Inventory Flashcards
Ways to value inventory
- Lower of cost or net realizable value
2. Lower of cost or market
What inventory methods use lower of cost or net realizable value
FIFO
Average Cost
What inventory method uses Lower of cost or market
LIFO
Net realizable value (NRV)
Selling price - costs of completion
Lower of cost or market
This is replacement cost subject to a ceiling and floor. If replacement cost is in between the ceiling and floor, then use replacement cost
Ceiling for Lower of cost or market
NRV
Floor
NRV - Profit margin
Impairment losses on inventory
If inventory was valued at cost, meaning cost was lower than market or NRV, but then the inventory’s market price or NRV declines below cost, the inventory’s value is written down
Journal Entry:
Loss on inventory write down
Inventory
Casualty loss on inventory
A loss on inventory will be equal to the amount of loss less any sales of damaged inventory and less any insurance proceeds.
Specific identification
This is used with large items such as cars where each item has an individual cost.
FIFO
First in, first out. When prices are rising using FIFO, COGS is the lowest and provides the highest net income, also the highest ending inventory.
LIFO
Last in, First out.
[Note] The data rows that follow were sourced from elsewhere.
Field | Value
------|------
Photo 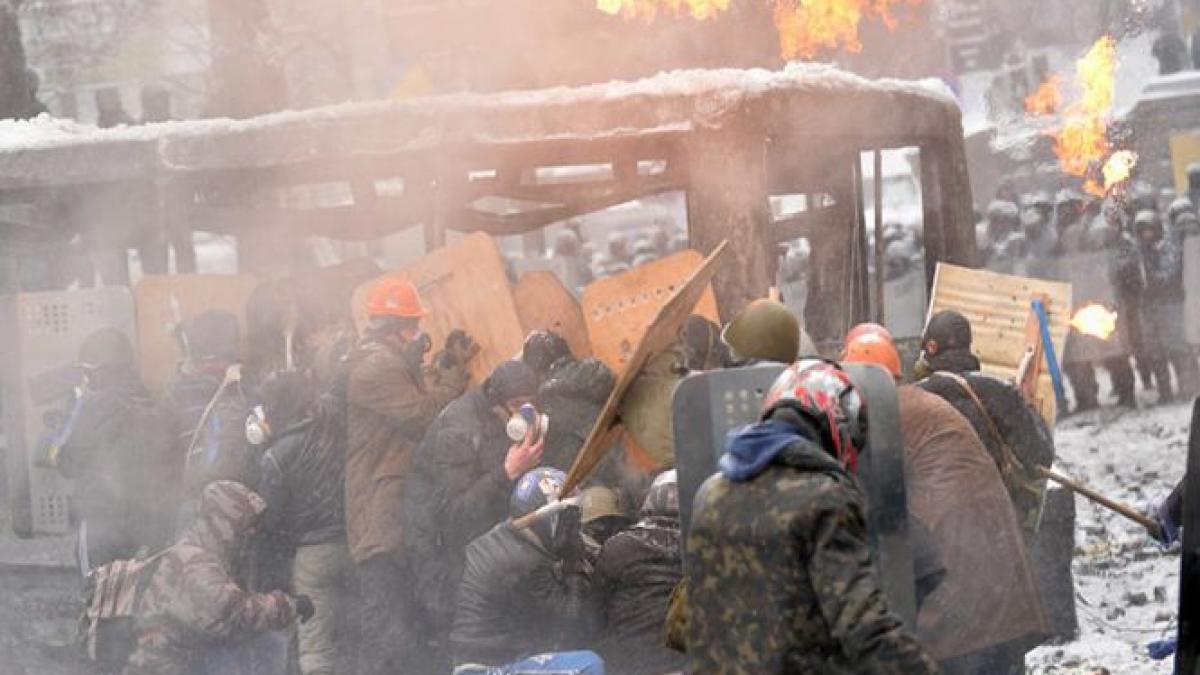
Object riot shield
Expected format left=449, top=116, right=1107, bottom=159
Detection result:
left=1175, top=399, right=1200, bottom=675
left=673, top=364, right=917, bottom=627
left=672, top=364, right=784, bottom=537
left=0, top=287, right=136, bottom=536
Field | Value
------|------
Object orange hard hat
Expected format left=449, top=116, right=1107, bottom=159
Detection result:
left=846, top=323, right=894, bottom=345
left=367, top=276, right=430, bottom=318
left=841, top=333, right=901, bottom=377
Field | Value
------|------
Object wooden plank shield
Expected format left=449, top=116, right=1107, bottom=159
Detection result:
left=354, top=232, right=524, bottom=383
left=563, top=241, right=730, bottom=495
left=133, top=274, right=258, bottom=395
left=583, top=251, right=720, bottom=375
left=926, top=263, right=1072, bottom=429
left=512, top=270, right=592, bottom=359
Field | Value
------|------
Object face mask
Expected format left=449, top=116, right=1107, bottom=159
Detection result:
left=912, top=352, right=934, bottom=381
left=505, top=404, right=550, bottom=443
left=246, top=405, right=271, bottom=446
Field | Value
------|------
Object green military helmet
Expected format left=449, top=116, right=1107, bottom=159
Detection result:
left=721, top=298, right=800, bottom=363
left=79, top=328, right=133, bottom=370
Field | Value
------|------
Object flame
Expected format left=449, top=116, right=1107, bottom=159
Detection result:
left=775, top=0, right=923, bottom=60
left=1025, top=36, right=1138, bottom=197
left=596, top=0, right=731, bottom=20
left=1025, top=74, right=1062, bottom=115
left=1070, top=303, right=1117, bottom=340
left=595, top=0, right=924, bottom=60
left=1103, top=150, right=1138, bottom=192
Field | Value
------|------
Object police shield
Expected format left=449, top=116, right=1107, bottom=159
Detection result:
left=673, top=364, right=917, bottom=626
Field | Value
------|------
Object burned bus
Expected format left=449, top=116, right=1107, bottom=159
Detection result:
left=0, top=66, right=977, bottom=533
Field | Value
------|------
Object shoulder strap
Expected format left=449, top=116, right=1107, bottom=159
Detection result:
left=934, top=371, right=1025, bottom=476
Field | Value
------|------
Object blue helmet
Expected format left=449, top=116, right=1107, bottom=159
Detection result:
left=509, top=467, right=566, bottom=543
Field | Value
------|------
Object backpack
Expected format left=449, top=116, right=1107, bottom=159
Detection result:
left=79, top=551, right=166, bottom=673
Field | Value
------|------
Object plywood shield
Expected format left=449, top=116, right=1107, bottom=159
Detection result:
left=133, top=274, right=258, bottom=394
left=512, top=271, right=592, bottom=358
left=354, top=232, right=524, bottom=383
left=563, top=241, right=730, bottom=494
left=583, top=251, right=720, bottom=375
left=929, top=263, right=1072, bottom=429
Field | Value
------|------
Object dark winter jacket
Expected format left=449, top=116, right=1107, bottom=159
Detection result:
left=592, top=484, right=686, bottom=675
left=685, top=403, right=937, bottom=675
left=341, top=340, right=467, bottom=563
left=259, top=394, right=346, bottom=546
left=403, top=388, right=516, bottom=626
left=450, top=521, right=587, bottom=665
left=168, top=374, right=260, bottom=500
left=58, top=369, right=181, bottom=566
left=538, top=359, right=614, bottom=471
left=125, top=480, right=295, bottom=675
left=917, top=369, right=1055, bottom=542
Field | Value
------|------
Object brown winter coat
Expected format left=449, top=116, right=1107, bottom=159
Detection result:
left=346, top=342, right=467, bottom=563
left=125, top=480, right=296, bottom=675
left=898, top=387, right=1046, bottom=661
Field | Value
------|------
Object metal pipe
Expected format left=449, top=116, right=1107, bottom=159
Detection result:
left=1038, top=466, right=1160, bottom=538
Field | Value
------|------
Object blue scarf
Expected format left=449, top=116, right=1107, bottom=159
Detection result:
left=718, top=419, right=808, bottom=483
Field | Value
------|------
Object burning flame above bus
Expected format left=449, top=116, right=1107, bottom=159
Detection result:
left=775, top=0, right=923, bottom=60
left=1025, top=36, right=1138, bottom=197
left=596, top=0, right=731, bottom=20
left=596, top=0, right=924, bottom=60
left=1070, top=303, right=1117, bottom=340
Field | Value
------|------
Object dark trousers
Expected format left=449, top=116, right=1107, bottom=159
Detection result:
left=1062, top=362, right=1100, bottom=410
left=358, top=554, right=424, bottom=675
left=1104, top=356, right=1136, bottom=406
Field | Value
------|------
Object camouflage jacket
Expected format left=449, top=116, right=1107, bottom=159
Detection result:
left=125, top=480, right=295, bottom=675
left=685, top=417, right=937, bottom=675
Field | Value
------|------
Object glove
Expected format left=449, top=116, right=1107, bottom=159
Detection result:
left=294, top=596, right=317, bottom=623
left=1144, top=500, right=1180, bottom=549
left=1146, top=635, right=1178, bottom=661
left=550, top=506, right=583, bottom=562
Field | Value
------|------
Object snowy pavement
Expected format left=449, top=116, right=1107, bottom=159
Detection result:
left=1026, top=402, right=1192, bottom=675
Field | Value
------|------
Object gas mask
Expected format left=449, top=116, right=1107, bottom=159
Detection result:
left=505, top=404, right=550, bottom=443
left=246, top=405, right=271, bottom=447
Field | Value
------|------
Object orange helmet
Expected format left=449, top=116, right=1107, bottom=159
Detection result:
left=846, top=323, right=894, bottom=345
left=367, top=276, right=430, bottom=318
left=841, top=331, right=902, bottom=377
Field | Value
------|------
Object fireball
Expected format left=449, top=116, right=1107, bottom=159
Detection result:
left=1070, top=303, right=1117, bottom=340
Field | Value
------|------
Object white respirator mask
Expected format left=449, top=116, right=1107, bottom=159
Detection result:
left=246, top=405, right=271, bottom=446
left=505, top=404, right=550, bottom=443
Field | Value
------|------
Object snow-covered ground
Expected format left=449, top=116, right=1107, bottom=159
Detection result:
left=1026, top=395, right=1192, bottom=675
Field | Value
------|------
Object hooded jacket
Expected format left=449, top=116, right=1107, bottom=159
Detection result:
left=259, top=394, right=346, bottom=546
left=344, top=340, right=467, bottom=565
left=58, top=368, right=181, bottom=567
left=450, top=520, right=587, bottom=665
left=896, top=387, right=1046, bottom=661
left=685, top=408, right=937, bottom=675
left=125, top=480, right=296, bottom=675
left=593, top=475, right=686, bottom=675
left=404, top=388, right=518, bottom=625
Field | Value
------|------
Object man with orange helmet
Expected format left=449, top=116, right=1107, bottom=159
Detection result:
left=340, top=276, right=479, bottom=675
left=684, top=360, right=937, bottom=675
left=842, top=330, right=1048, bottom=675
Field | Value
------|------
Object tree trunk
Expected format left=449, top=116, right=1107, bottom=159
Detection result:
left=206, top=0, right=287, bottom=119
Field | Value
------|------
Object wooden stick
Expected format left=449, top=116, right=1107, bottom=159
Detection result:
left=1038, top=466, right=1159, bottom=538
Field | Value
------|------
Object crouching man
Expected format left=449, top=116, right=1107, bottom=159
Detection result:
left=450, top=468, right=604, bottom=675
left=125, top=480, right=313, bottom=675
left=684, top=360, right=937, bottom=675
When prices are rising using LIFO, this gives the highest COGS and lowest net income, and lowest ending inventory.
Perpetual inventory system
A perpetual system records the purchases and sales of inventory items as they occur- in other words a computer system that tracks inventory moving in and out. Physical counts still take place to verify the inventory.
FIFO under perpetual
Costs are the same under both a perpetual and periodic system. Lowest COGS, highest net income, highest ending inventory.
LIFO under perpetual system
Under a perpetual system LIFO will have different inventory values than a periodic system because a cost is assigned after each sale. Last item purchased is the first one sold.
Highest COGS, lowest net income, lowest ending inventory. LIFO provides tax advantages because it causes lower net income. LIFO liquidation is when the oldest layer of cost is reduced because more units were sold in the current year than purchase, which taps into the older “layers” of inventory.